Augmented World Models Facilitate Zero-Shot Dynamics Generalization From a Single Offline Environmente

What?

Augmenting the model in offline MBRL for zero-shot generalisation.

Why?

Everyone can do offline MBRL now, but can you do ZERO-SHOT transfer from offline MBRL?

How?

In two words, we want to augment a model when training and train a policy doing the augmentation as well.

The authors consider three different augmentations, but eventually, they use one (DAS):

$$ \mathcal{T}_z: (s, a, r, s') \rightarrow (s,a,r,s+ z \odot (s'-s)). $$

The authors provide a nice algorithm listing, which I convert here to my typical pseudo~~science~~code below.

def train(D, penalty, horizon, bsize, augmentation, epochs):
	models_ensemble = init_models()
	policy = init_policy()
	buffer = []
	for epoch in range(epochs):
		upd_data = D.sample(bsize)
		rollout(policy, buffer, lambda, horizon)
		train_policy(policy, D.union(buffer), augmentation)
	return policy

A policy now takes a concatenation of the augmentation vector together with the state.

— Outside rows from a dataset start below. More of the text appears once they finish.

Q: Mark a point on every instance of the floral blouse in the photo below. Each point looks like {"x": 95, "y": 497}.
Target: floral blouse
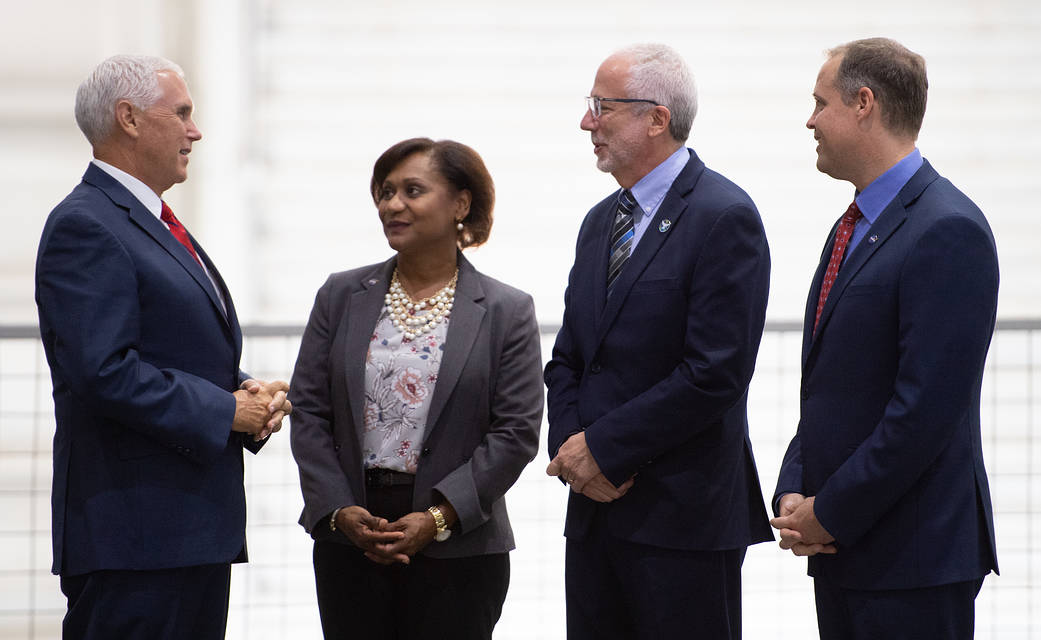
{"x": 400, "y": 379}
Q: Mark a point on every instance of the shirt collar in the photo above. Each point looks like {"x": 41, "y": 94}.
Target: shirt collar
{"x": 652, "y": 188}
{"x": 880, "y": 193}
{"x": 137, "y": 188}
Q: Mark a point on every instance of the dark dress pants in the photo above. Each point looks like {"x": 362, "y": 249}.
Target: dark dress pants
{"x": 945, "y": 612}
{"x": 155, "y": 605}
{"x": 456, "y": 598}
{"x": 620, "y": 590}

Now, for testing we do not have a proper augmentation vector, and the authors run a regression on the current rollout data and give the predicted context to the policy. In particular, they learn a forward model to predict the change in the state $\delta_t = s_{t+1}-s_t$ and get the augmentation vector $\hat{z}_t = {\delta_t}/ {\hat{\delta}_t}$.

And?

I like the paper, but there are important questions which I'd like to have the answers to:
- Why offline MBRL? Probably, the answer is in MOPO paper which I haven't read, but it would be nice to have a reminder here.
- I don't get how Equation 1 is used in the paper ($\inf_z D(\hat{P}_z(s,a)\mid\mid P^*(s,a))\leq \epsilon$).
- I know, it's not popular to talk about target tasks in zero-shot generalisation papers, but this is important. What are the assumptions on the tasks we are transferring to?
- In Figure 6, we can see that RAD augmentation decreases the performance of the agent. Why does this happen?
- In Table 2, we can see that not learning a context makes it better for zero-shot generalisation. Why is it so? I believe this question is related to the assumptions on tasks we consider.
I don't think that Figure 5 left is very informative. I don't believe that absolute numbers mean anything. This should be corrected by the performance of an MBRL agent trained on a respective dataset or at least just a online SAC agent to get a baseline performance. I believe it's much harder to learn a task for a particular set up (e.g. 0.25 mass, 0.25 damping) → decrease in score is not very indicative here.
I really like the way the authors build a narrative by asking questions and designing the experiments to answer them.
Kudos to the authors for testing statistical significance, however, it would be cool to have this for Table 2 as well.
I believe this work is highly relevant here. It's not about offline or MBRL, but it's relevant for the context selection, I believe.